Operationally, Kherson is the media focal point, but the real objectives are to throw the Russians back over the Dnipro River, providing both an effective geographical barrier to any counter-counteroffensive, as well as legitimating the Ukrainian claim to river access extending to the Black Sea in any cease-fire in-place that might occur in the immediate future. Behind this effective defensive barrier, the Ukrainians have a perfect staging area for strikes against a number of targets currently out of reach by massed or precision fires: the entirety of the North Crimea Canal, the geographic bottleneck and post-2014 border at Armiansk, dozens of kilometers of the main east-west road from Melitopol, and much more. Crossing the river to continue retaking ground on the south bank is an order of magnitude more difficult unless the Russians truly collapse, and I do not expect the Ukrainians to be planning for it at this stage. An envelopment, thrusting south on multiple axes to the river, then attempting to encircle and collapse the remaining pocket of Russian resistance (preferably keeping them outside the city of Kherson, which could be costly to retake directly), seems most likely.

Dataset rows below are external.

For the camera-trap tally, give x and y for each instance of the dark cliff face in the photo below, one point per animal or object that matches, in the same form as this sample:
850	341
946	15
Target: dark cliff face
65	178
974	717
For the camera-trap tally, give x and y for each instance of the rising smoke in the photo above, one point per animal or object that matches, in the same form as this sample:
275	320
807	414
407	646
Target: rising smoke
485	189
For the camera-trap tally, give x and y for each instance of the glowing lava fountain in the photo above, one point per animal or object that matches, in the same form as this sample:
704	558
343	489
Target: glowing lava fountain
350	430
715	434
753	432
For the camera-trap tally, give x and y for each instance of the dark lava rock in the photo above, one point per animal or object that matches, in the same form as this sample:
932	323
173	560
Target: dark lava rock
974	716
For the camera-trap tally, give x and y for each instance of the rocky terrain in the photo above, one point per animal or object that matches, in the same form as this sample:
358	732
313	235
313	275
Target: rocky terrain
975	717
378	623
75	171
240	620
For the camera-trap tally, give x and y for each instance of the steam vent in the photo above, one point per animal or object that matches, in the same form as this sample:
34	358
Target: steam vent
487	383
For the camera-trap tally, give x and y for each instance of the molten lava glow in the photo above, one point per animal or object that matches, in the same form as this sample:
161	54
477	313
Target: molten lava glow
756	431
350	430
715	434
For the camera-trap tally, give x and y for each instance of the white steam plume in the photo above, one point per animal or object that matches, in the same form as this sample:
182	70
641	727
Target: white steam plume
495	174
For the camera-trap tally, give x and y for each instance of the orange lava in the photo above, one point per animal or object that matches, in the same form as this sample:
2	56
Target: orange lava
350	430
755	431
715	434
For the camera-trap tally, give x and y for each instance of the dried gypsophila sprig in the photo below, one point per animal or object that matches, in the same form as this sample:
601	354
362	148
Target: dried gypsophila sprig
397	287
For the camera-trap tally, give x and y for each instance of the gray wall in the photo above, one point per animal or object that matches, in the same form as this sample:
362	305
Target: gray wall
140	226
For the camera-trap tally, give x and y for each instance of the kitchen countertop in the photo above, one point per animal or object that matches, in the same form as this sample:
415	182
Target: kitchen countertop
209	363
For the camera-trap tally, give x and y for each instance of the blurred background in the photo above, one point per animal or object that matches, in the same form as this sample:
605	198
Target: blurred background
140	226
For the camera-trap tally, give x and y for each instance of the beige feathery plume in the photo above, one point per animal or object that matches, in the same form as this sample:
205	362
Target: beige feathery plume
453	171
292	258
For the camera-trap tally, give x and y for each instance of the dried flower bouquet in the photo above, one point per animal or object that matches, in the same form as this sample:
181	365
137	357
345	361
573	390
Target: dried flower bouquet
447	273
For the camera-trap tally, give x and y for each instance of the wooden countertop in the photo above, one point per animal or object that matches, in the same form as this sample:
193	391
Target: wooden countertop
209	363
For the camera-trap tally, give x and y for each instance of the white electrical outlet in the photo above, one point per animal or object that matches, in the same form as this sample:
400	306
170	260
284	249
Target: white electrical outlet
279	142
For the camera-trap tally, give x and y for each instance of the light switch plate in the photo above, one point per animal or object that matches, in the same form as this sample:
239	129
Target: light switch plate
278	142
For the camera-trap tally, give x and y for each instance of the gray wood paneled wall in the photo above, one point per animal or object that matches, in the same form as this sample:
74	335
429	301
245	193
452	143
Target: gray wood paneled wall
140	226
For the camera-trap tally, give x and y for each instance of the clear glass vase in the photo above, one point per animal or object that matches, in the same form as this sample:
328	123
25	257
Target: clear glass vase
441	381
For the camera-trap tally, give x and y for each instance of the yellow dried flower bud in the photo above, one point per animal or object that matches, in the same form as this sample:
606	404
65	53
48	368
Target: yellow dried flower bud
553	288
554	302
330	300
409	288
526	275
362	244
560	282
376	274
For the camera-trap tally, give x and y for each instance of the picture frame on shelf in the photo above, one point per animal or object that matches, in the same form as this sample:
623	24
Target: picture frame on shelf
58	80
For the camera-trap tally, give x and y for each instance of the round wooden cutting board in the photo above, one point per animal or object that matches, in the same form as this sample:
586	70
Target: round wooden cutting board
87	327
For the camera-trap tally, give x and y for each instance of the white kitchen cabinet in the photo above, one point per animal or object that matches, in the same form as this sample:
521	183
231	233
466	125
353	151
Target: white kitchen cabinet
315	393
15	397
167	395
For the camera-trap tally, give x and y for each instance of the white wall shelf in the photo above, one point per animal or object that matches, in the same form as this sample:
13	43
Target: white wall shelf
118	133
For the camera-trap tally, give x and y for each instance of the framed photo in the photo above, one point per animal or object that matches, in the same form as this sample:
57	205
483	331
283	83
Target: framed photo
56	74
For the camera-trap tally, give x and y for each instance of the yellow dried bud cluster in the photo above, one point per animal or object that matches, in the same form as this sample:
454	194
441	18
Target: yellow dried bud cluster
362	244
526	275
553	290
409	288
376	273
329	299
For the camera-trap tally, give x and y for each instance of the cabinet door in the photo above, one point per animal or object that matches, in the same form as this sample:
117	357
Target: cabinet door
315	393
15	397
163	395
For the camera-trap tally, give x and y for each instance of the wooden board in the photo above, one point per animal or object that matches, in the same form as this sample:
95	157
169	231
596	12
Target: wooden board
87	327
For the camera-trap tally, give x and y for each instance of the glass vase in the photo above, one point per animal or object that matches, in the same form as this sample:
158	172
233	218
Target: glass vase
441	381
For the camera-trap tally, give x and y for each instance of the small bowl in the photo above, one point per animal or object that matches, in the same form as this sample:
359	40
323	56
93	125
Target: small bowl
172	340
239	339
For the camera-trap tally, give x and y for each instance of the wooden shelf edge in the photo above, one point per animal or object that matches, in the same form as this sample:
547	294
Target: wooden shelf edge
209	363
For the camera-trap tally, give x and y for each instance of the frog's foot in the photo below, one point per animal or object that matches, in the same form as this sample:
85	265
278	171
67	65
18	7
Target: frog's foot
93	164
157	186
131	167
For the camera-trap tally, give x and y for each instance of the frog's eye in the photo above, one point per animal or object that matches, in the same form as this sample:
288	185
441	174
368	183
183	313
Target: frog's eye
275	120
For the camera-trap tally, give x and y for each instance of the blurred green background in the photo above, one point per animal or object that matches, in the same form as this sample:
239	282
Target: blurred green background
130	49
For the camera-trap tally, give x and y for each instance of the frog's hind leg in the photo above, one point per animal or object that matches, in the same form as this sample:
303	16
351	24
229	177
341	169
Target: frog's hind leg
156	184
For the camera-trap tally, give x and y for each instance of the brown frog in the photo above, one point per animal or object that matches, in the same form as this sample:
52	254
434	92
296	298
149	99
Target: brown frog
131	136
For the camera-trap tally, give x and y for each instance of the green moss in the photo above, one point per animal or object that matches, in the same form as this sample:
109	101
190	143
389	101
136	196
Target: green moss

Strategically, there are some indications that a reverse on the battlefield now would be particularly bad timing for the Russians, who are showing more signs of structural weakness in their long-term ability to maintain their effort. Reports on shortages of PGMs, reductions in available forces for high-profile exercises with China, and limited Western success in dealing with the energy issue all point to a weakening of Russia's ability to leverage the strategic situation in their favor. This does not mean anything in the short term, but Russia will have to be working out how to address these issues now if it wants to arrest the decline. This probably means more cooperation with Iran and China, more efforts to distract or weaken the West with influence operations, cyberattacks, and support for anti-Western insurgencies and rogue states. The weaker Russia gets strategically, the fewer options it has; Western leaders should strongly and actively avoid pushing Russia too far into a corner, where Putin is likely to feel he must fight his way out by any means necessary if he wants to survive. If Russian weakness becomes more pervasive, expect to start hearing more Western voices pushing for a negotiated solution, no matter how unpopular this might be with the Ukrainians, who see near-term Russian weakness as perhaps their only opportunity to restore their territorial integrity. The biggest winner in any prolonged decline in Russian strategic leverage, however, will be China; Xi knows this, and certainly will help Putin continue for as long as he wishes, but only enough to keep fighting (and not enough to significantly endanger China's commercial relations with the West), not to win.